PETALING JAYA: The Malaysian Employers Federation (MEF) has voiced concern over what it claimed was the government’s failure to consult stakeholders over labour law reforms.

Its president Tan Sri Azman Shah Haron said there were announcements that were never discussed with stakeholders, adding that this had serious ramifications on the cost of doing business and on industrial relations.

Citing amendments to the Industrial Relations Act (IRA) tabled for first reading in the Dewan Rakyat on Monday by Human Resources Minister M. Kulasegaran, Azman charged that the latter had done so “on his own volition”.

He accused the minister of sidestepping the established platform of the National Labour Advisory Council (NLAC).

“This means he also ignored the views and position of the internationally recognised stakeholders, which are the MEF and MTUC (Malaysian Trades Union Congress),” he told reporters here yesterday.

Azman also took Finance Minister Lim Guan Eng to task for raising the minimum wage from RM1,100 to RM1,200 for big cities during his Budget 2020 speech, which he said was just one year after he announced the last revision of RM1,050.

“It is obvious that the minister prefers his own personal judgement in setting the minimum wage while choosing to ignore the views and recommendations of experts in the National Wages Consultative Council once again,” he said.

According to the National Wages Consultative Council Act 2011, the minimum wage should be reviewed at least every two years with due processes.

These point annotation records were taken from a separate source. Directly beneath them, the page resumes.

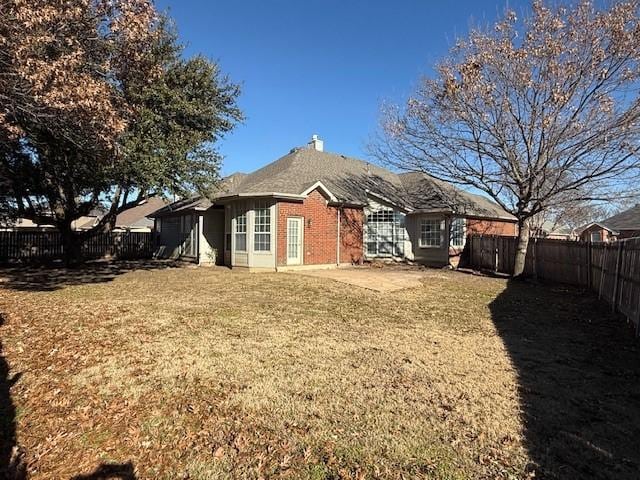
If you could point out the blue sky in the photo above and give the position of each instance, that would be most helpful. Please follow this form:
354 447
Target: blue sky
320 66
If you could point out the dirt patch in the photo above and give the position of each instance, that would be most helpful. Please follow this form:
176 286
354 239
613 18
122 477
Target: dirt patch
378 278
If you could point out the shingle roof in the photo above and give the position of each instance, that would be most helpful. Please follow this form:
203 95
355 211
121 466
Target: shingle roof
138 216
627 220
186 204
347 178
198 202
351 180
429 194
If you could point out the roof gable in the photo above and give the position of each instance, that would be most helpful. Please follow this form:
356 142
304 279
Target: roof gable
626 220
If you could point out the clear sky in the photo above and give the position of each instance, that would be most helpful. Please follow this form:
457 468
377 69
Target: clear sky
325 67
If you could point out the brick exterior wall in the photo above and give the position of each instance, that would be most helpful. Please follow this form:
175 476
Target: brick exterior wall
321 231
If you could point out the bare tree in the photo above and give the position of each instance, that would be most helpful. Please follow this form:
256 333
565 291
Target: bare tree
536 113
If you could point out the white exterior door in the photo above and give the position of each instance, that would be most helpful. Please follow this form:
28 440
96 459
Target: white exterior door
294 241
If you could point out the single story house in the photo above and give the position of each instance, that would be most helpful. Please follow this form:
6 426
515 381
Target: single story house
314 208
552 231
625 224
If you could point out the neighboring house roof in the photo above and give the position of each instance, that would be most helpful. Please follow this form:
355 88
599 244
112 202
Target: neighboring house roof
600 225
24 223
184 205
86 222
627 220
346 180
138 216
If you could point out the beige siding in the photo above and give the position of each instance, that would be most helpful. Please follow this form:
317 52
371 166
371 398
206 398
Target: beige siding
251 257
212 237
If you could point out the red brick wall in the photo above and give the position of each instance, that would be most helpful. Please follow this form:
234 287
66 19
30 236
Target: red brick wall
321 230
351 235
491 227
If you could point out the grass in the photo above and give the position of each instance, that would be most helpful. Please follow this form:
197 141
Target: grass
205 373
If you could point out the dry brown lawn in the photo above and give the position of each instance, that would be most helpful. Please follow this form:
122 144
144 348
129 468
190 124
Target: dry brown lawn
205 373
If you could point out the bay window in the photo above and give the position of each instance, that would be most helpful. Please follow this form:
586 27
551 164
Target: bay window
431 233
262 228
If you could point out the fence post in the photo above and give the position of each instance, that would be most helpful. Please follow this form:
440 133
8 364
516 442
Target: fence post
534 255
616 288
589 277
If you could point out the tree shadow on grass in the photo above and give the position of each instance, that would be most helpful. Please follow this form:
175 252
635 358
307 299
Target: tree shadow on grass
579 381
49 278
110 471
11 465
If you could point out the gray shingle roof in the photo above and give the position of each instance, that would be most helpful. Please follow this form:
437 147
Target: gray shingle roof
347 178
351 180
627 220
429 194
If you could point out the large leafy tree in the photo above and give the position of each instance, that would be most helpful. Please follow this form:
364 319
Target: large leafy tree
98 107
538 113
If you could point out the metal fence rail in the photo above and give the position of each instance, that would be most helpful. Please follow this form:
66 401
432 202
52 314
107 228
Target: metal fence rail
16 246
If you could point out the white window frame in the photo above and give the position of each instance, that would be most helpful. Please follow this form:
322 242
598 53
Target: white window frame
464 232
440 230
261 228
394 223
243 231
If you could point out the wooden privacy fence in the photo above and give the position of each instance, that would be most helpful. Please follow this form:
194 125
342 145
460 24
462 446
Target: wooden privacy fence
612 270
16 246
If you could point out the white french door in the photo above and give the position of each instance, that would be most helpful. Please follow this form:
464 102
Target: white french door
294 241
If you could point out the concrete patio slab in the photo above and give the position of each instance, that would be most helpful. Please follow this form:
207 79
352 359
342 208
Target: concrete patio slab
385 279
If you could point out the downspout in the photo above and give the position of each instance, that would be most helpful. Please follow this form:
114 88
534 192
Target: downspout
338 239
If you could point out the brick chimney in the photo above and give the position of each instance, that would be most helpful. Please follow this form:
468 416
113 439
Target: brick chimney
316 143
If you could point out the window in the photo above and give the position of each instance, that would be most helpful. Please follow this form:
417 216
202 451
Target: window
262 228
241 231
430 233
457 232
385 233
189 232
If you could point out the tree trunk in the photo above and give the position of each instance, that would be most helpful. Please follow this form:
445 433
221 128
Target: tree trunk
521 248
71 245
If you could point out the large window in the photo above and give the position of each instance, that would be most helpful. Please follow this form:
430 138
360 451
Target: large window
262 228
430 233
457 232
241 232
385 233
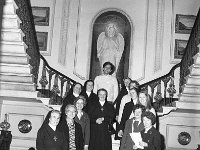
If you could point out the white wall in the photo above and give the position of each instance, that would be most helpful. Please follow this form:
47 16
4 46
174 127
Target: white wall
152 32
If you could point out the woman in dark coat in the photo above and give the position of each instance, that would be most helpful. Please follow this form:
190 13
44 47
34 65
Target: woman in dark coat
72 130
88 93
69 99
101 116
48 136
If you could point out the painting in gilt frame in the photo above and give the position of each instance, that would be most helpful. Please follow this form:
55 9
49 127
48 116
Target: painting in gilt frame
41 15
184 23
42 41
179 49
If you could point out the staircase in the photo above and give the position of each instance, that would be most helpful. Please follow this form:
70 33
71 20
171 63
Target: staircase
22 102
190 97
18 95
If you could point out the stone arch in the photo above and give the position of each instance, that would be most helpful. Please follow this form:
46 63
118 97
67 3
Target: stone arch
125 27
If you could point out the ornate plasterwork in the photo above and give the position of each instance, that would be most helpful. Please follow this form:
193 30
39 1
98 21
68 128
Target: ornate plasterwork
64 32
159 35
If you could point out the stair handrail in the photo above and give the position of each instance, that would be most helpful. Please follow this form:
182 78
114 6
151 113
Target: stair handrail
190 51
54 70
24 12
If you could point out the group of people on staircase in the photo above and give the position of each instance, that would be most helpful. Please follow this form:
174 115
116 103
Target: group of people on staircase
85 119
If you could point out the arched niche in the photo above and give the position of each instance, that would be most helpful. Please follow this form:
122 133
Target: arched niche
124 27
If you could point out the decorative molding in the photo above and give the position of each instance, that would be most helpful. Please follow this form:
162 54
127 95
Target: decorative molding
64 33
76 47
50 37
159 35
84 77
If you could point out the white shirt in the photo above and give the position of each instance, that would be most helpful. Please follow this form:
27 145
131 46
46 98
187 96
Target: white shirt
52 127
125 99
88 93
109 83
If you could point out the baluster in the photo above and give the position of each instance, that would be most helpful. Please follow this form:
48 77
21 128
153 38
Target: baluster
68 86
158 96
43 80
62 80
55 90
165 81
171 90
51 73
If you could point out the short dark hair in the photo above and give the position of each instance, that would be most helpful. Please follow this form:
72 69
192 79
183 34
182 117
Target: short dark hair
102 89
150 116
85 84
109 63
80 97
139 106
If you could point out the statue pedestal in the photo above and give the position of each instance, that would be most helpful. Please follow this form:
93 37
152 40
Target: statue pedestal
5 140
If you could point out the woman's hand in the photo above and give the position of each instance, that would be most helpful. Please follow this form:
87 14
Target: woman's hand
134 147
85 147
144 144
100 120
120 133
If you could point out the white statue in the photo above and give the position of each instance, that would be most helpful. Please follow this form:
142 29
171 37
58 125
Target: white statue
110 46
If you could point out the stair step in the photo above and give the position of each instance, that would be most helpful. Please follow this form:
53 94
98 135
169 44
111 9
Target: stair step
22 78
193 98
197 59
11 22
193 80
187 105
15 68
191 89
13 47
12 35
195 70
10 7
17 86
18 93
13 59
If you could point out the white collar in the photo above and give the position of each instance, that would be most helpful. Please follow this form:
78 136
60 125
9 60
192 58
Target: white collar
76 95
52 127
88 93
102 103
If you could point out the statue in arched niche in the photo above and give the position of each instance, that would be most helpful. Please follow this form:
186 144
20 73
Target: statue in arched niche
110 46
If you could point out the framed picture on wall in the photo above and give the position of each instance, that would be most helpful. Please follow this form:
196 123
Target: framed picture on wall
41 16
184 23
179 49
42 38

“Increasing the minimum wage by another RM100 in just 12 months will not solve the problem of the high cost of living.

“It will compound the problem with increased prices of goods and services,” he said, adding that more than 95% of the minimum wage beneficiaries were foreign workers who remit a high percentage of their earnings back to their home countries.

The government should instead make good their GE14 promise by subsidising 50% of the increase in minimum wages, he said.

Azman said the government should consider providing Malaysian workers with subsidy payment of RM250 to help them cope with the increased cost of living.

“The definition of the minimum wage should be amended to gross wages so that it encourages productivity growth,” he said, adding that minimum wage was currently defined as basic wage only.

On the extension of maternity leave from 60 to 90 days and expansion of overtime eligibility from workers earning less than RM2,000 to those earning less than RM4,000, Azman said amendments on such key labour legislation should be deliberated properly.